III. The major uncertainty in investing in Japanese ETFs currently lies in currency risk.
The economic development levels, market sizes, political stability, and regulatory environments of different countries and regions can significantly impact the performance of overseas and cross-border ETFs. Therefore, conducting thorough research on the target's macroeconomic conditions, monetary policies, trade relations, and potential risks is essential before investing.

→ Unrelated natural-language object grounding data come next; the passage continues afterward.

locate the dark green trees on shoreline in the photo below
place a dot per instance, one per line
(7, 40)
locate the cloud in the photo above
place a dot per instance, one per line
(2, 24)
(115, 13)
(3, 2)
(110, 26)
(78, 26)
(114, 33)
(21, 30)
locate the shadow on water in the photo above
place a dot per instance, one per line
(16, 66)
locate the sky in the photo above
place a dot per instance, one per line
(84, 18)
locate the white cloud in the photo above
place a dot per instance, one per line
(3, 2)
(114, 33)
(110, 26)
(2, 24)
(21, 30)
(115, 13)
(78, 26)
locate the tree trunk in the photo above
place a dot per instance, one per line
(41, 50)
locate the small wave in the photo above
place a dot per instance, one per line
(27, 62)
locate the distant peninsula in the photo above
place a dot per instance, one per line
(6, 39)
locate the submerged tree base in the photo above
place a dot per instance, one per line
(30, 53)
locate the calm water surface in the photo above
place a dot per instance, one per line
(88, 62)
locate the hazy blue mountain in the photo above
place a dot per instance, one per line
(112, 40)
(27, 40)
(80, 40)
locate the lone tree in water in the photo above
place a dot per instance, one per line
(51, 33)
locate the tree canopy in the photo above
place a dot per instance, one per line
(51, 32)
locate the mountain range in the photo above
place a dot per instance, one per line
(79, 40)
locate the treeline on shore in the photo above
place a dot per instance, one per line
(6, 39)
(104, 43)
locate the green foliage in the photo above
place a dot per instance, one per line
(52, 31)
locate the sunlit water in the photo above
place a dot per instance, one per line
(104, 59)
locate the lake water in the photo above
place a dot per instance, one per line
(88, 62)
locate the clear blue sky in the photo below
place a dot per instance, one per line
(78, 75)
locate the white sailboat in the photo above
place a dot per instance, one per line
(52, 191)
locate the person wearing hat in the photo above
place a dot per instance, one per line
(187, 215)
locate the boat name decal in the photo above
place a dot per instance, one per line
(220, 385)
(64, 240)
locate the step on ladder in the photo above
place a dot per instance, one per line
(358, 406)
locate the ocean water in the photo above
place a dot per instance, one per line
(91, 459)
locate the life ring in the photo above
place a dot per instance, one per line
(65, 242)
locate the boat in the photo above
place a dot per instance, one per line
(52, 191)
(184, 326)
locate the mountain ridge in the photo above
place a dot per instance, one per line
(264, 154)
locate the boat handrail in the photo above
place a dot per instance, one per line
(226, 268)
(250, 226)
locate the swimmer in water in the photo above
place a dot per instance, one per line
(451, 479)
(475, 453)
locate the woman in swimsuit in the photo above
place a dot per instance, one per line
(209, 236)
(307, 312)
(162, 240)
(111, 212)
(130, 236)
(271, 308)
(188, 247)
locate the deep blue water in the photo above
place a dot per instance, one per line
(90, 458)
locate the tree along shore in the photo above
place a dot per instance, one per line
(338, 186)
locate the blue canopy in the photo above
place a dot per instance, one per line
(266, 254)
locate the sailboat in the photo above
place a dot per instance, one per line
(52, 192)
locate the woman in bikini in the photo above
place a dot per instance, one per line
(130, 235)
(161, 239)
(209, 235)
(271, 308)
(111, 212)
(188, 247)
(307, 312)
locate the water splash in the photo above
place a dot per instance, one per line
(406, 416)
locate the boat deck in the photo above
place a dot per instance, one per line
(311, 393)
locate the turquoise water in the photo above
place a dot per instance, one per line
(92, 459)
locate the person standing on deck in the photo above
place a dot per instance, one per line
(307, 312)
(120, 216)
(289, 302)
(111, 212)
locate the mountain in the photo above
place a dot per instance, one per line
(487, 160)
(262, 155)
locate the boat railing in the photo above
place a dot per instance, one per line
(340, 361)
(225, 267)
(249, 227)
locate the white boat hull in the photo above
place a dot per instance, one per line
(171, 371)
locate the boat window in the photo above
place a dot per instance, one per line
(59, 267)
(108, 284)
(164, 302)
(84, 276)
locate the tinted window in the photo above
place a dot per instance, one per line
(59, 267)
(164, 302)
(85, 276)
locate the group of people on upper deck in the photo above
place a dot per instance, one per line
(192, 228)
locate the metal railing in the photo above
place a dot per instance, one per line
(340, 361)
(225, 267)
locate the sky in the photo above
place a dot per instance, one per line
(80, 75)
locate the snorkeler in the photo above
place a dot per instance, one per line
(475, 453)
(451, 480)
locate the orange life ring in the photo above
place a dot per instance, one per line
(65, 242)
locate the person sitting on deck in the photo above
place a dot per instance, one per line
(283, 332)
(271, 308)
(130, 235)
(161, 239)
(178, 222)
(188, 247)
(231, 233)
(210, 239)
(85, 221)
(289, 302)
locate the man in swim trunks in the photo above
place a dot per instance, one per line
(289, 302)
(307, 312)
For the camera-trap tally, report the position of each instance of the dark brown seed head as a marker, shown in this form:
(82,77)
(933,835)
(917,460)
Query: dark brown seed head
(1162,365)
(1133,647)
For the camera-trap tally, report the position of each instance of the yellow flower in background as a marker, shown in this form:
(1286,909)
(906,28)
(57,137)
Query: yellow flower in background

For Japanese equity ETFs, one of the most prominent risks that can lead to losses is currency exchange rate risk.
Taking the example of $CSOP Nikkei 225 Index ETF (03153.HK)$, its underlying assets are denominated in Japanese yen, which means the fund invests in Japanese company stocks priced in yen. However, when investors either add to their investment (through cash subscriptions) or exit their investment (by redeeming shares) in the primary market, these transactions occur via conversion from US dollars to Japanese yen.
Moreover, any dividends distributed by the fund to investors (if applicable) are paid out in Hong Kong dollars. This implies that the net asset value of the fund is subject to fluctuations due to changes in the USD/JPY exchange rate: If the dollar appreciates or depreciates against the yen, the value of the fund’s assets could rise or fall accordingly.
In the secondary market, specifically on the Hong Kong Stock Exchange, investors buy and sell units of this ETF using Hong Kong dollars. Hence, for investors trading this fund on the HKEX, they must not only monitor the fund's performance itself but also be mindful of the exchange rate fluctuations between the Hong Kong dollar and the Japanese yen. Such currency volatility can lead to additional costs or losses during the buying and selling process, even if the fund's performance remains stable, potentially impacting the overall investment return due to currency factors.
Therefore, when investing in Japanese stock ETFs, to address the risk associated with currency fluctuations, our research suggests that the simplest approach would be to directly choose a currency-hedged ETF. This can mitigate depreciation risk; however, as with any coin, there are two sides to consider. On the other hand, if the yen experiences sustained appreciation, it may also result in a decrease in potential returns.
Disclaimer: Moomoo Technologies Inc. is providing this content for information and educational use only.